Blair blurred into the air, time slowing as he leapt through the space that the window over the kitchen sink had once occupied. He twisted his furry body, bringing his legs around so he could land in a crouch on the linoleum. A soldier stood within arm’s reach, mouth open comically as his eyes widened. The soldier made the next move in slow motion, the barrel of his rifle inching down toward Blair’s face as if the air had become thick jelly.
The man probably had thousands of hours of training, and he bore the physique of a devoted athlete. Blair’s hand shot out, seizing the soldier’s neck and slamming the man’s head into the refrigerator with a sickening crunch and a splatter of warm blood. A hot rush of need surged through Blair, fueled by the surety that feeding would increase his strength. That could come later. There wasn’t time.

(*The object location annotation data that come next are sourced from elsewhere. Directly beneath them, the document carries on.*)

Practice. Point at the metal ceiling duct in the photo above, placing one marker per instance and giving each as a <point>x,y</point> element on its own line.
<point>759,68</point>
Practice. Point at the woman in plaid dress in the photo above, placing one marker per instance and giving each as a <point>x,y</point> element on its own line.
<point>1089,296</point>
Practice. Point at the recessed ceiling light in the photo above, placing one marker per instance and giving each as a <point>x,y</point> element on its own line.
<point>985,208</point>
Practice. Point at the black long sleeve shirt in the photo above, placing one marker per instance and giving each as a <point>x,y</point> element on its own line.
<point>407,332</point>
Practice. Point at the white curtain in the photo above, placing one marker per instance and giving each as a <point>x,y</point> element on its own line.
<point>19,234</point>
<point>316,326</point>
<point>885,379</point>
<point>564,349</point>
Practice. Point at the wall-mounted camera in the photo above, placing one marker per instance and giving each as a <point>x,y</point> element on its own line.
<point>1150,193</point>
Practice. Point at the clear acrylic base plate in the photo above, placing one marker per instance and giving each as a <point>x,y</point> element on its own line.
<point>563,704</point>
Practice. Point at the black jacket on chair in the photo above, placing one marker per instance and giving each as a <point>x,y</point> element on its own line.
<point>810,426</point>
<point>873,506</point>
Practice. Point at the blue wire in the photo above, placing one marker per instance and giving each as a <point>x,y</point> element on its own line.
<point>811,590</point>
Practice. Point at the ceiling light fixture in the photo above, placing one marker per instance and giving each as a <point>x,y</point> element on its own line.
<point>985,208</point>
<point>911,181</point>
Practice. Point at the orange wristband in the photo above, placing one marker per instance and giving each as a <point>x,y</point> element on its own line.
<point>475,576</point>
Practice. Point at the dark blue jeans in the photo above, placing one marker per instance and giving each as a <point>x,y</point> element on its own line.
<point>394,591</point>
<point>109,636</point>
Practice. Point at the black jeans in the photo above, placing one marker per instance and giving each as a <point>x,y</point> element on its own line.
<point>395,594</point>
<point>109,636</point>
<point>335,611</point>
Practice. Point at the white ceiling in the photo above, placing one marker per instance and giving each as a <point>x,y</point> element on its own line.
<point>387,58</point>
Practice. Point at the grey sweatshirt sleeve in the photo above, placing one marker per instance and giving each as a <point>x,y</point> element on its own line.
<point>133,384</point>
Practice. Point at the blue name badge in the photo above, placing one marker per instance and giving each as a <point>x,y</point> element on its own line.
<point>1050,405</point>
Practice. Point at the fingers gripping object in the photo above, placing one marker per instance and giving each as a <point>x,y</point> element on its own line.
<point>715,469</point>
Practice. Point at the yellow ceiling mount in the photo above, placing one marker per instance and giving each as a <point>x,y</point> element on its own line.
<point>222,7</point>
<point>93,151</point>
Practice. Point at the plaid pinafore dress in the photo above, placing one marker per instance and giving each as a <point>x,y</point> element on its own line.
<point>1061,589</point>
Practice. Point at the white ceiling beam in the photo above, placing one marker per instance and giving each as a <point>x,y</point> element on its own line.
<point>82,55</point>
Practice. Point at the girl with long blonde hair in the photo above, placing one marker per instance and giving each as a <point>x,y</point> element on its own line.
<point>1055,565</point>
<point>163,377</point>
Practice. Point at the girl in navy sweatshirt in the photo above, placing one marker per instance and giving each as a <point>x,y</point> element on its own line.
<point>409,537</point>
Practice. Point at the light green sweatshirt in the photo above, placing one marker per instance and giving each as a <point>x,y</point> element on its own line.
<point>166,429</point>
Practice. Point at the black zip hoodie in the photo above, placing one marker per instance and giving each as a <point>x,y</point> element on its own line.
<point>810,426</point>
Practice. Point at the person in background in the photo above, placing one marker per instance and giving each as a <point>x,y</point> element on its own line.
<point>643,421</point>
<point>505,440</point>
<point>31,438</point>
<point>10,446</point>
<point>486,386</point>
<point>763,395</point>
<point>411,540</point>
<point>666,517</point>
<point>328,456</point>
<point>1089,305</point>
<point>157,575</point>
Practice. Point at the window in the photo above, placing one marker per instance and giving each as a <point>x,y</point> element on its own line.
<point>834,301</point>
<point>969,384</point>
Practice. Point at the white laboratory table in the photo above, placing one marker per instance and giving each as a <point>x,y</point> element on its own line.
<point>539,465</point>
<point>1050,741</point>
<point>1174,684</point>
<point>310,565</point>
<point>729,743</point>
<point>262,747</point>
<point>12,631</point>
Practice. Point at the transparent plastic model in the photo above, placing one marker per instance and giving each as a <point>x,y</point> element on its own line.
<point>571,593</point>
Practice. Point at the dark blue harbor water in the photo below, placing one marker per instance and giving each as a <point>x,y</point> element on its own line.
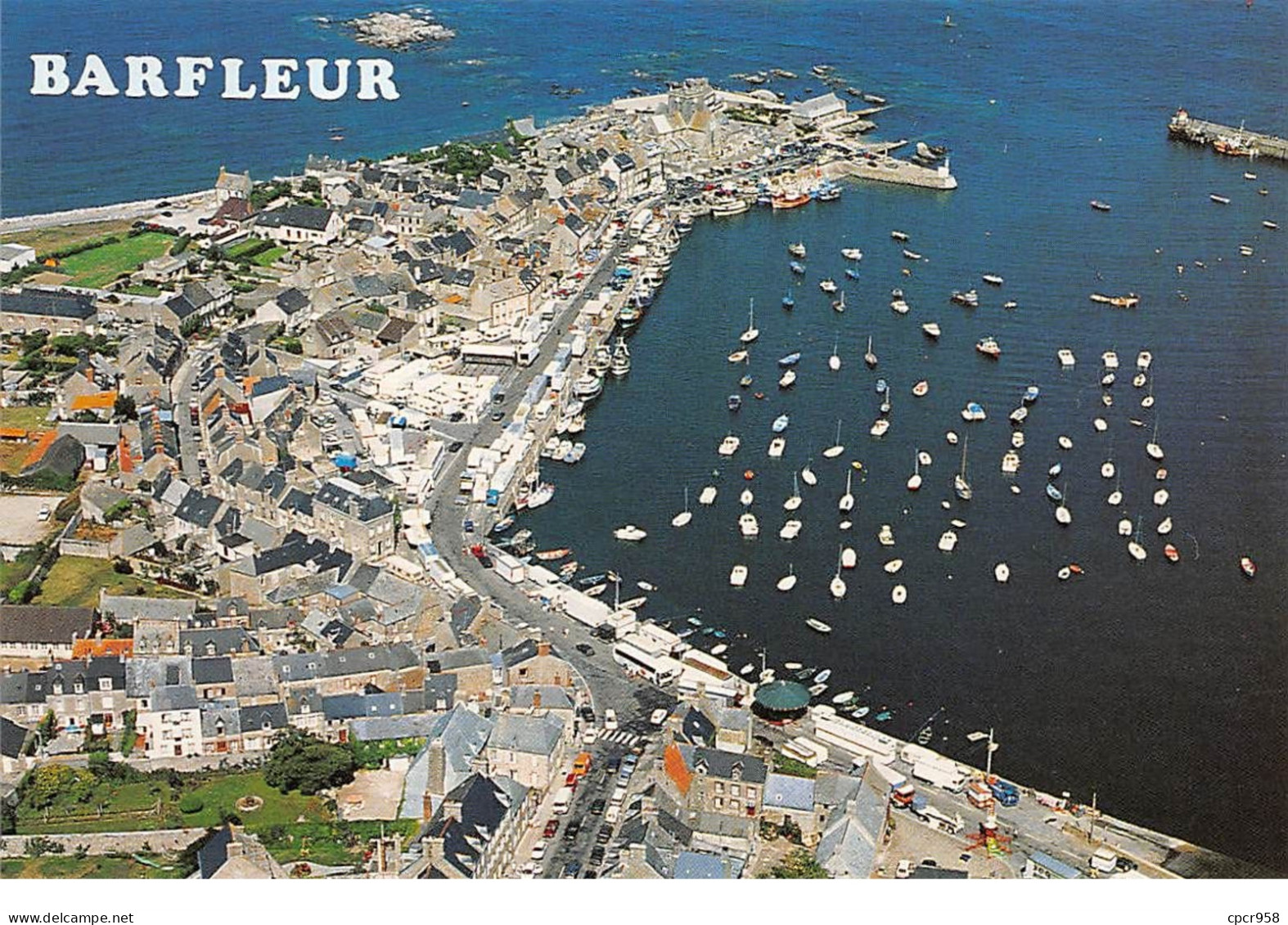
<point>1160,687</point>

Blair jerked the corpse away from the refrigerator, positioning it between him and the second soldier. This one was slightly shorter, with wide blue eyes and a smattering a freckles. Her rifle spun into position, coughing a trio of rounds in his direction. They impacted against the corpse’s Kevlar vest, sending vibrations up his arm.

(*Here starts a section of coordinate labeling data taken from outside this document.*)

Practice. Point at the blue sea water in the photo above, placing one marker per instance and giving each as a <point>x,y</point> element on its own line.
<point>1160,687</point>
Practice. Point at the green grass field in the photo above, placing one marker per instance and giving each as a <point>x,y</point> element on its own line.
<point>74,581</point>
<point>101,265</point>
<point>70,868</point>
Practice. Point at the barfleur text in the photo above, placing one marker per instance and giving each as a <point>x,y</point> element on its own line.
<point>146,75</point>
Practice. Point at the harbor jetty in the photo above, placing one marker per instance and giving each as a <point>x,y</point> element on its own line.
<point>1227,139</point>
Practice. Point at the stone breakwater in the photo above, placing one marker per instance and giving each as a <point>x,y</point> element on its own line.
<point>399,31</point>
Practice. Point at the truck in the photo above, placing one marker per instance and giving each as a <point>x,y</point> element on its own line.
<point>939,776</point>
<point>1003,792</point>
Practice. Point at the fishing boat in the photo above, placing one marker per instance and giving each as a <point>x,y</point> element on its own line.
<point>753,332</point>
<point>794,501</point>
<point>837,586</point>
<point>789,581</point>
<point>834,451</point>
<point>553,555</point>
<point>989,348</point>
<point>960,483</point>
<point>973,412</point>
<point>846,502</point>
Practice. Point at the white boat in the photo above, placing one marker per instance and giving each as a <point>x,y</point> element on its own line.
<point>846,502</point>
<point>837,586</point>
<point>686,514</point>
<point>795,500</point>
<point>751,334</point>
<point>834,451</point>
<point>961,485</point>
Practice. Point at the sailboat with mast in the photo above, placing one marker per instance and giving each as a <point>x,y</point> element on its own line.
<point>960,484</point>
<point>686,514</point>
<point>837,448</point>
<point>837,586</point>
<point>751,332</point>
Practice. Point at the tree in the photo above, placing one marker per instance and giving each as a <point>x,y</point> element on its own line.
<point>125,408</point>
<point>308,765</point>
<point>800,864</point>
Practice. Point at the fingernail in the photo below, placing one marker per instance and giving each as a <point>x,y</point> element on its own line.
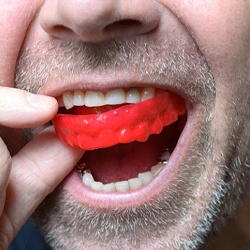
<point>41,101</point>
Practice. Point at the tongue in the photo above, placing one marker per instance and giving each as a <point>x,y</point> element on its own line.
<point>125,161</point>
<point>135,122</point>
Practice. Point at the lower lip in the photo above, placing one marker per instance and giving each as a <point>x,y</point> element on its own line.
<point>165,180</point>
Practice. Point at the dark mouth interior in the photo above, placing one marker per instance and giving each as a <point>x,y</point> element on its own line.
<point>125,161</point>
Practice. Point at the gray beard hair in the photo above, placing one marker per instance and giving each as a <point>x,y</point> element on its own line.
<point>69,225</point>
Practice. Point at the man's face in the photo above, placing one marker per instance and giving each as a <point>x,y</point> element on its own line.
<point>198,50</point>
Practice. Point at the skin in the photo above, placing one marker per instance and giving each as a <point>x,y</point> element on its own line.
<point>215,167</point>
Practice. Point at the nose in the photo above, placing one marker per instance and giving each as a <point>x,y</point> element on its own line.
<point>98,20</point>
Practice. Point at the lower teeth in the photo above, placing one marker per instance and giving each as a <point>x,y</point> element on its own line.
<point>124,186</point>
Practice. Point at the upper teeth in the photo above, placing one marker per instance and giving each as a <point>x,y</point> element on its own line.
<point>113,97</point>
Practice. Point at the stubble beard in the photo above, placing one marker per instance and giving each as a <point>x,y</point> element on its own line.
<point>179,218</point>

A contemptuous growl rolled from his throat as Blair slowed time even further. The fourth bullet left the muzzle in a hot flash of burning powder, two inches of brass moving toward him like a rock tossed by a toddler. Blair’s free hand shot out, cupping the bullet in his palm. It was uncomfortably warm, but he only held it for an instant. Then Blair hurled the bullet in an underhanded throw.
It caught the woman in the knee with nearly the same velocity it possessed when fired, shattering bone and cartilage and spilling her to the kitchen floor. Blair tossed the corpse of her companion atop her, kicking her rifle away from her as he prepared to feast on the helpless soldier.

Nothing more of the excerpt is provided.